İnşallah Hocam. Siz çok değerli bir ilim insanı olarak hayatınızda nice bayramlar yaşadınız, acı tatlı hatıralarla dolu pek çok bayram geçirdiniz. Bunlar içerisinde sizi etkileyen bir hatırınızı dinlemek isteriz.
Evet şimdi zor bir soru. Bayram denilince, Kurban Bayramı deyince özellikle benim aklıma çocukluk yıllarım gelir. Mahallemizde kesilen hayvanların böbrekleri pişirilirdi. Biz ona “gutçik” derdik. Sizde de denilir mi bilmiyorum. Ne demekse “gutçik”, herhâlde mahalli bir şey. O zaman çok tatlı gelirdi bana. Ama şimdi yiyemiyorum. Hemen mahallenin birazcık dışına çıkardık. Taşların dibine ateşleri yakardık. O hayvanların etlerini pişirmeye çalışırdık.
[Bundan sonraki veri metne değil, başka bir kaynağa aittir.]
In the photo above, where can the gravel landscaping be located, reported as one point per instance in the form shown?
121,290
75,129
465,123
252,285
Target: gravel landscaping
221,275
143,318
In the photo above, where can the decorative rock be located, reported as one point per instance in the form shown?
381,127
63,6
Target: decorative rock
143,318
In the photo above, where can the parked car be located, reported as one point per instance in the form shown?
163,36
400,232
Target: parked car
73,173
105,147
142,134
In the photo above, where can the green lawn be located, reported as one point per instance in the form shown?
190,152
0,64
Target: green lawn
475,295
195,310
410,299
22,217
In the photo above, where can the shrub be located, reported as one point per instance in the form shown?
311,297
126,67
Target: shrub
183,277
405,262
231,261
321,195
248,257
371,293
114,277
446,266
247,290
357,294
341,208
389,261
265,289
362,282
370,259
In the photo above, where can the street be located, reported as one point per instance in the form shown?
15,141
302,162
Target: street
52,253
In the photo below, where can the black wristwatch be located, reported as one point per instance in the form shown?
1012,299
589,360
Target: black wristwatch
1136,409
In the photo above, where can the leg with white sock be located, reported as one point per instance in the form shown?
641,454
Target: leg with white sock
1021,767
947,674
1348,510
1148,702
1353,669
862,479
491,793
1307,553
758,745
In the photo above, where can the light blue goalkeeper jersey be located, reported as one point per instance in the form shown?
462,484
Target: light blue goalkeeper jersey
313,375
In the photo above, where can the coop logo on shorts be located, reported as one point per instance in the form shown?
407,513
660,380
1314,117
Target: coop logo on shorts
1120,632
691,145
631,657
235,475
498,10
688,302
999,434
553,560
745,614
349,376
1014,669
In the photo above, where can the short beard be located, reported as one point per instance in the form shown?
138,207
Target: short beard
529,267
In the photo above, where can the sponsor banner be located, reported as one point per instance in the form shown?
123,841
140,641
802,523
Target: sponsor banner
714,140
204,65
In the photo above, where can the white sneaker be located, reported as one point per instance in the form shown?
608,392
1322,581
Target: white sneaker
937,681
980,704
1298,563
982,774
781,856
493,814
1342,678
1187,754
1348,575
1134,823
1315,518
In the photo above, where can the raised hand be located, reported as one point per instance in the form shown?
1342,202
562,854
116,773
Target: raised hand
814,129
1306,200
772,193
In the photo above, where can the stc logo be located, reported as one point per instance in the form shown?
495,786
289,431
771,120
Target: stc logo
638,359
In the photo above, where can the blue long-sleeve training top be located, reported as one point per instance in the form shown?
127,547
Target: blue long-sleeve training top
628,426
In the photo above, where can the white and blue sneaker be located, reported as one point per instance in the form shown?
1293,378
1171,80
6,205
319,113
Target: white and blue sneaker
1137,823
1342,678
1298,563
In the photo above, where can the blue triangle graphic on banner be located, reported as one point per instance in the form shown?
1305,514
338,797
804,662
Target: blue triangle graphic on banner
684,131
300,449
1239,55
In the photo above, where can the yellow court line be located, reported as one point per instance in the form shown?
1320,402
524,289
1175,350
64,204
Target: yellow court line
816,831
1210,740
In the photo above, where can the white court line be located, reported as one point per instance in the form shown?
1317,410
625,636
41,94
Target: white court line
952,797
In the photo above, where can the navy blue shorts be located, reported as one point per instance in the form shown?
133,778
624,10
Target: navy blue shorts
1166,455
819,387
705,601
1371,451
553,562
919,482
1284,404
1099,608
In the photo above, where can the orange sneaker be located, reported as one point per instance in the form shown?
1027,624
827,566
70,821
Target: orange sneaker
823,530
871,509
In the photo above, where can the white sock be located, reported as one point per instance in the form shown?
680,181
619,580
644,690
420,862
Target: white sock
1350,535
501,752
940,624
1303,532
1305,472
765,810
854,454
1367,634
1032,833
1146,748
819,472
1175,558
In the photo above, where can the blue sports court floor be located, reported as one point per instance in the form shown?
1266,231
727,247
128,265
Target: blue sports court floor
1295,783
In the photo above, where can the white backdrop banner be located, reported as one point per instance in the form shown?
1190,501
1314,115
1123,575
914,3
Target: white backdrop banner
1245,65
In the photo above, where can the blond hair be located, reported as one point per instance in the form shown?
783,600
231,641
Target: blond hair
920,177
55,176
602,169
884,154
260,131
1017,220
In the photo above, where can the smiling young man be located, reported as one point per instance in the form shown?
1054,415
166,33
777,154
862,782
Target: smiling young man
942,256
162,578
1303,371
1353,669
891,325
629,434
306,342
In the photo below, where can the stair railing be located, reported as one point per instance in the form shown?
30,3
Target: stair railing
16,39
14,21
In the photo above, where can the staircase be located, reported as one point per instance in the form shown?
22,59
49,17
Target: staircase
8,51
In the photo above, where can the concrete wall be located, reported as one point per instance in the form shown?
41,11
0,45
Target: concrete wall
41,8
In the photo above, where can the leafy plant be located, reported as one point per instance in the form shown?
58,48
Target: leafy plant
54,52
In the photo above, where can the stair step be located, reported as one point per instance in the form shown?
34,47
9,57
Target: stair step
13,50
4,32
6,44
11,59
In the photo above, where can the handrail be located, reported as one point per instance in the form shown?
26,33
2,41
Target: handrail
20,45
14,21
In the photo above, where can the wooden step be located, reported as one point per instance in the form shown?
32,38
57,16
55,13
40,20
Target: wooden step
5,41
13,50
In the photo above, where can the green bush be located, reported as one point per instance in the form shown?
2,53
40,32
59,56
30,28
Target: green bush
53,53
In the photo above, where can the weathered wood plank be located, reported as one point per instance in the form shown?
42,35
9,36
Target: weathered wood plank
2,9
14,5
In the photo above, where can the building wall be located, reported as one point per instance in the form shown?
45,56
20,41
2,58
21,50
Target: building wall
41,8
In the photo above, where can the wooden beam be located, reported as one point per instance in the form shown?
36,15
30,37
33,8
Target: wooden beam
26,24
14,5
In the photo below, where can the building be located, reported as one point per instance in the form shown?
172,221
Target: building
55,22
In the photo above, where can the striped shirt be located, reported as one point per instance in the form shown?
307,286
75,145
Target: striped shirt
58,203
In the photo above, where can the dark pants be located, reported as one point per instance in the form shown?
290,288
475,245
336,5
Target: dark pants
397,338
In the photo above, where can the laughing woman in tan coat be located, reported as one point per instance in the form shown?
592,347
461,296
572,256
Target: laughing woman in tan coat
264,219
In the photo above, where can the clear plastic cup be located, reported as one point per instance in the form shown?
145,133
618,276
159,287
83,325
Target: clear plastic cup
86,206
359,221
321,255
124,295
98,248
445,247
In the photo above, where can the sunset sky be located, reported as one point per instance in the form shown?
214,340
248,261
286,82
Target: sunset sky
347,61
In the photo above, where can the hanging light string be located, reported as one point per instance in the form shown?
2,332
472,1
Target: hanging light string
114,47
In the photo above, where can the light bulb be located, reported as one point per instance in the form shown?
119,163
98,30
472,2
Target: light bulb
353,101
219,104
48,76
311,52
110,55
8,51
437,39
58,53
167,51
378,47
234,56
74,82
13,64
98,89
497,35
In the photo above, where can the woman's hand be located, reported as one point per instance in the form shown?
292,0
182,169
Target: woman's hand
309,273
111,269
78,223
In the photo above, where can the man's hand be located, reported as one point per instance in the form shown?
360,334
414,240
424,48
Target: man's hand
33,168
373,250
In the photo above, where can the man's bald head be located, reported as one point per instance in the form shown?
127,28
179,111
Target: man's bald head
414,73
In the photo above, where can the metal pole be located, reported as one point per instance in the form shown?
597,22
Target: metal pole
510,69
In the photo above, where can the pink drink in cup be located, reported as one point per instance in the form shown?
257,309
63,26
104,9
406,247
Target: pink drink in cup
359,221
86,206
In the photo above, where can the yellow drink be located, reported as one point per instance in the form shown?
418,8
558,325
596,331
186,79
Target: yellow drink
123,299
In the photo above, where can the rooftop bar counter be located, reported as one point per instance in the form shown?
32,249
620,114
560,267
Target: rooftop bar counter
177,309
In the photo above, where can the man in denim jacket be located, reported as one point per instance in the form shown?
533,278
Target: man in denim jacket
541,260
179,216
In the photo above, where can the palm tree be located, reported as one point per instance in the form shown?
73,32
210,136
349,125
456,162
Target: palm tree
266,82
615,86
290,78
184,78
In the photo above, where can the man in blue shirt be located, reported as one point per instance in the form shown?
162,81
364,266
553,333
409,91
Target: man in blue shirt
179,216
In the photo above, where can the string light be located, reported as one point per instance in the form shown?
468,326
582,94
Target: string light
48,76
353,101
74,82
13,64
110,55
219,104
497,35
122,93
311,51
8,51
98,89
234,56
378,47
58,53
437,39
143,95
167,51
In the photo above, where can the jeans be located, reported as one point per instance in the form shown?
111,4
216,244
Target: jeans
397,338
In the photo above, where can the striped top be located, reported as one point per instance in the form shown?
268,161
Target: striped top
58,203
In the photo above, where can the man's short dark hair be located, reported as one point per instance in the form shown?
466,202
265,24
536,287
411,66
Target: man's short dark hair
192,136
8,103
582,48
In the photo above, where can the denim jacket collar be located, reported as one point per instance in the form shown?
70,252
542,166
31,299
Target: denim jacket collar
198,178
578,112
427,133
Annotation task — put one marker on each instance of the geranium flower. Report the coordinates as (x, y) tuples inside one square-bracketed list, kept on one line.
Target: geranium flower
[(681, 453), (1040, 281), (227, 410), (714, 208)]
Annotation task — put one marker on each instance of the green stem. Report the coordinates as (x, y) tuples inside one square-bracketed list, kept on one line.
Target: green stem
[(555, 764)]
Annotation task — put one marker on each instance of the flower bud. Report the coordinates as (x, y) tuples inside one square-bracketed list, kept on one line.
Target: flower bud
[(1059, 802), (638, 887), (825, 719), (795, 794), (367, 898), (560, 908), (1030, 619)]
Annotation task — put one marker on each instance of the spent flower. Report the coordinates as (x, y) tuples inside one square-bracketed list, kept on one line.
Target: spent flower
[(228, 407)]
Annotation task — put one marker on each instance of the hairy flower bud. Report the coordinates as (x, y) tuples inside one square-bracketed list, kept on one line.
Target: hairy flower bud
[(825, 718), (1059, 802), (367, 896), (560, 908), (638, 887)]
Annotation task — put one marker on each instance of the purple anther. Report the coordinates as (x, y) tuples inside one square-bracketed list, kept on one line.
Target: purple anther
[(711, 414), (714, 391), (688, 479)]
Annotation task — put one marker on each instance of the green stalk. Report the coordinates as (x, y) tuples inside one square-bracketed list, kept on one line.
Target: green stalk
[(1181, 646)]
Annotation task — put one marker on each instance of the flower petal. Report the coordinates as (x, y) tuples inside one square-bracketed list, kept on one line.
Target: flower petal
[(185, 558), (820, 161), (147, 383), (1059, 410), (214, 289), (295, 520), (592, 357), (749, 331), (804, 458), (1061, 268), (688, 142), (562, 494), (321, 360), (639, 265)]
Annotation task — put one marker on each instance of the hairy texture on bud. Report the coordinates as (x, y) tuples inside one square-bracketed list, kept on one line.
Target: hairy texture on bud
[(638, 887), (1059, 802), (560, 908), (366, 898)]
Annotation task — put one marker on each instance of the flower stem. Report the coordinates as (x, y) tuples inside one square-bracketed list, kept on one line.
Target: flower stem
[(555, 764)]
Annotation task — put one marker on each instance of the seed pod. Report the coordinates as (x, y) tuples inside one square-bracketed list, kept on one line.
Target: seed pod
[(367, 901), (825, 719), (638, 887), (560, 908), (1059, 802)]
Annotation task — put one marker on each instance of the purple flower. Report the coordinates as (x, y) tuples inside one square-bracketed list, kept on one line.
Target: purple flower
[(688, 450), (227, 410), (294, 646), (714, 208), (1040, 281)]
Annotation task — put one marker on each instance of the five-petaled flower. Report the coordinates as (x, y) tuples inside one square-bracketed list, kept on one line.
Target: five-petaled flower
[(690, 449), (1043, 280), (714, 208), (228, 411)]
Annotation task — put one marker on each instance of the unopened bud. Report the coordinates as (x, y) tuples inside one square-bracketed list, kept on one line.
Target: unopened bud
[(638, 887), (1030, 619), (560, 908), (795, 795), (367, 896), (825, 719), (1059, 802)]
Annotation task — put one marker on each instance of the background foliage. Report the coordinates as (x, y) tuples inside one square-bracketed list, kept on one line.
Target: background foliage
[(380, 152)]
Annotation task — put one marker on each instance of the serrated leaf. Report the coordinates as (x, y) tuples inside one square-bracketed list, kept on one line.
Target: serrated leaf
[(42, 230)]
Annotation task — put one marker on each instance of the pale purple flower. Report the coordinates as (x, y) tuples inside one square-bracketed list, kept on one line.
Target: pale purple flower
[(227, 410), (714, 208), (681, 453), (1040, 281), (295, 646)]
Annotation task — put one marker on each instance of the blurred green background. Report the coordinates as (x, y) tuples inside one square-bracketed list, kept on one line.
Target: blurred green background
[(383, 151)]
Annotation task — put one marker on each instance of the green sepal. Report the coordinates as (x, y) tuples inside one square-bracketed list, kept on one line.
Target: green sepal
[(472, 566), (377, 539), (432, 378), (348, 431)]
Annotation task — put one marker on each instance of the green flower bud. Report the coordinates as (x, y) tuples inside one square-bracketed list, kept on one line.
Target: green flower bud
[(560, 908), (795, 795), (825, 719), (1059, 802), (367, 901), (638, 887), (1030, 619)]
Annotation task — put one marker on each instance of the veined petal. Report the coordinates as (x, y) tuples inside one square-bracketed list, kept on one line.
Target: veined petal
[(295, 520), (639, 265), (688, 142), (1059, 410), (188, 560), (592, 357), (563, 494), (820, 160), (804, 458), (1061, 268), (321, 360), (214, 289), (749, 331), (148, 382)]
Çoğu zaman etler toprağa, kuma karışırdı biz yerken, çıtır çıtır birazı et, birazı kum. Böyle kurban günlerini hatırlıyorum.
Hayvanları, mesela özellikle koçları, güzel değişik renkte boyalarla boyardı büyüklerimiz. Kesileceği mekâna götürürken sevgiyle götürürlerdi. Âdeta bir dostuyla bir arkadaşıyla beraber gidiyormuş gibi götürürlerdi. Yere yatırırlar, gözlerini özenle bağlarlar, tekbirler getirerek, büyük bir ibadet vecdi ile hayvanları keserlerdi. Şimdi kalabalıkların da artmasıyla beraber bu güzellikleri bazen ihmal ettiğimiz oluyor. Ben en çok o boynuzlarına süslü süslü bezler bağlanıp kurbanlık hayvanları hazırlanmasını hatırlıyorum. Siz sorar sormaz çocukluk anılarımdan aklımda kurban değil de bunlar canlandı.
Hocam biliyorsunuz İslam dünyası olarak buruk bir bayrama giriyoruz. Gazze’de bir soykırımla karşı karşıya Müslüman kardeşlerimiz, biraz da bu konu hakkındaki hissiyatınızı, düşüncelerinizi dinlemek isteriz.
İki soru sormak gerekiyor, Gazze olaylarına bakarken evinin önünde oynarken üzerine bomba yağan çocuğun yerinde mi yoksa üzerine bomba yağdıran uçağın pilotunun yerinde mi olmak istersiniz, diye. Tereddütsüz ve kesin olarak ben aşağıda oynayıp üzerine bomba yağan çocuğun yerinde olmak isterim. Bu çocuklara biz, Rabbimizin bakın dediği gibi bakıyoruz, bu ruhunu teslim eden çocuklar elbette cennete uçuyorlar. Hem de Habib-i Neccar Hadisesi’nde olduğu gibi ruhunu teslim eder etmez “Hemen cennete gir.” deniliyor onlara. “O da keşke kavmim de bilseydi, Rabbimin beni bağışladığını ve bana ikram ettiğini.” şeklinde karşılık veriyor. Şimdi bunlar cennete uçuyorlar ama onların cennete uçuyor olması; iki milyarlık İslam âlemini, aylardan beri iki milyon Müslümanın katledilişini canlı yayında izleme sorumluluğundan kurtarmaz.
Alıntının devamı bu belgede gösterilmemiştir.